Where you going to store all that stuff?! I picked up a monte carlo sized trunk full of meat last week and luckily it was cold enough out to keep some in totes til I sorted it all out. It weighed about 300 and filled my freezer, fridge and the upper part of the fridge. I can't imaging what 500 would look like! Great score


----------



## Jax08 (Feb 13, 2009)

sable123 said:


> Respectfully, I challenge that statement. Not a chance. $2.5 per day for the dogs plus the supplements. No way its the same as kibble, not even in a raw feeders dreams. Tripe alone is over $2lb.
> 
> I spend 70 cents a day per dog on Annamaet Ultra for the dogs in training. Are you saying you feed an adult dog about 650 calories per day?


You can challenge that statement all you want but since I write out the checks I happen to know what I spend.  Sucks to be you that you spend over $2/lb for tripe. I don't. Maybe you need to find a new supplier.


----------



## GSD_Xander (Nov 27, 2010)

If anybody knows of any great suppliers for good prices and is willing to share where they get it please PM me!!! 

I really want to switch to raw with the cost of Orijen going up I think I could save money switching and it would be super healthy 


If there are any places anybody knows of in the NW that would be good too!


----------



## onyx'girl (May 18, 2007)

I spend over $2 for tripe with shipping, but since I don't feed it as a huge amount per meal it isn't a biggie. I would love to get another local source for it. 
GSD Xander, call your local(50 miles or so) processors/butcher/ wholesalers and see what they will quote you case prices. Or get with a co-op to buy into the wholesale amounts. Hard to find little local meat outlets that are cheap anymore...even the ethnic shops are going pretty pricey.


----------



## elisabeth_00117 (May 17, 2009)

onyx'girl said:


> Where you going to store all that stuff?! I picked up a monte carlo sized trunk full of meat last week and luckily it was cold enough out to keep some in totes til I sorted it all out. It weighed about 300 and filled my freezer, fridge and the upper part of the fridge.
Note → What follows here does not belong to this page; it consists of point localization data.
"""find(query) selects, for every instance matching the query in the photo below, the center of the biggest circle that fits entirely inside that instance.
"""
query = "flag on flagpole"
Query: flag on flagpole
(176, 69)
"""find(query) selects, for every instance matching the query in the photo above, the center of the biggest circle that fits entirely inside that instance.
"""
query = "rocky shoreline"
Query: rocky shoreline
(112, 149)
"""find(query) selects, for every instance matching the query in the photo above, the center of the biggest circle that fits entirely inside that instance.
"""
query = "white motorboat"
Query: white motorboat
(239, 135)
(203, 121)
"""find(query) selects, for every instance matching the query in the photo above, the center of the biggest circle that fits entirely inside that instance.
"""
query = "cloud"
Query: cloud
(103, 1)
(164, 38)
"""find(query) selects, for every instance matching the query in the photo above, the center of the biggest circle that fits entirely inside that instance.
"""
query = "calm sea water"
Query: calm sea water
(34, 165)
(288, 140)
I can't imaging what 500 would look like! Great score


I have a chest freezer (HUGE one) plus a friend has one that is not in use so I put the remainder there. It has been too warm outside this week otherwise I would have kept it out on the balcony in storage bins.


----------



## Jax's Mom (Apr 2, 2010)

elisabeth_00117 said:


> I have a chest freezer (HUGE one) plus a friend has one that is not in use so I put the remainder there. It has been too warm outside this week otherwise I would have kept it out on the balcony in storage bins.
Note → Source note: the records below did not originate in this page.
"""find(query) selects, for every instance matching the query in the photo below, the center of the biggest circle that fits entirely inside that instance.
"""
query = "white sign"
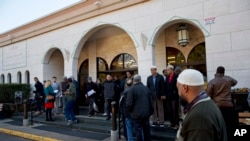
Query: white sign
(210, 20)
(14, 56)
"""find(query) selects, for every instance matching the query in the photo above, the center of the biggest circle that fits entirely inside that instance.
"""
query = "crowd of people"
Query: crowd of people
(175, 96)
(59, 98)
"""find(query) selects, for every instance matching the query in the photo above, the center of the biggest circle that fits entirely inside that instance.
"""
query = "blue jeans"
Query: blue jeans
(142, 129)
(69, 110)
(129, 128)
(91, 105)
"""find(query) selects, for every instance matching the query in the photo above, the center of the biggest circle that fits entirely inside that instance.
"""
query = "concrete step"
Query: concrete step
(97, 123)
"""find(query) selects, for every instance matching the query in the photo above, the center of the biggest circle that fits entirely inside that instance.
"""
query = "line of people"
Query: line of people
(160, 99)
(58, 98)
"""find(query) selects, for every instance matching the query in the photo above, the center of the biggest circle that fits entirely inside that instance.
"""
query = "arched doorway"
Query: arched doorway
(53, 65)
(102, 68)
(19, 77)
(9, 78)
(122, 63)
(197, 59)
(167, 46)
(27, 77)
(82, 77)
(175, 57)
(2, 79)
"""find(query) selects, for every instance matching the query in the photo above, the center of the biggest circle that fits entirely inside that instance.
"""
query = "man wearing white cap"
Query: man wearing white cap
(155, 83)
(172, 97)
(203, 119)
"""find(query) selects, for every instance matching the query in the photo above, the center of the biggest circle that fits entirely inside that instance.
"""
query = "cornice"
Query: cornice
(68, 16)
That's a great idea, but just a tip for anyone reading this, meat's freezing point is lower than one would expect... Just because it's below freezing outside, doesn't mean the meat will keep as long people may think


----------



## elisabeth_00117 (May 17, 2009)

Jax's Mom said:


> That's a great idea, but just a tip for anyone reading this, meat's freezing point is lower than one would expect... Just because it's below freezing outside, doesn't mean the meat will keep as long people may think


Very true, which is why I opted for storing at a friends.


----------



## Lauri & The Gang (Jun 28, 2001)

onyx'girl said:


> Where you going to store all that stuff?!
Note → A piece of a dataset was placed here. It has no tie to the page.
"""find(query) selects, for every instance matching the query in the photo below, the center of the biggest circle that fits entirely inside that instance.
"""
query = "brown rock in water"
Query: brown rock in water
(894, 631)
We have 2 full sized chest freezers in the basement just for the dogs stuff - one for RMBs and one for MM and OM. Then we have an upright freezer for us and any spillover from the dogs stuff!


----------



## Lauri & The Gang (Jun 28, 2001)

Jax's Mom said:


> That's a great idea, but just a tip for anyone reading this, meat's freezing point is lower than one would expect... Just because it's below freezing outside, doesn't mean the meat will keep as long people may think


I have an old, broken freezer (doesn't get cold) that I had to replace this fall. I put it outside with the intention of getting rid of it but I have found a use for it. During the winter I transfer frozen stuff from the house freezer to the outside one. It's already frozen so it stays frozen and I have more space or can even turn off one freezer!

This summer I plan to use it to raise either tilapia, catfish or perch!!


----------



## vat (Jul 23, 2010)

Jax08 said:


> Yes Ma'am! I'll email all the info tonight.


Me to me to, well I guess only if its mail order


----------



## Jax08 (Feb 13, 2009)

Sorry. They only deliver in NY State. Call the local restaurants, bars and grocery stores and ask where they order their meats from. The place I buy from is a supplier for those places.


----------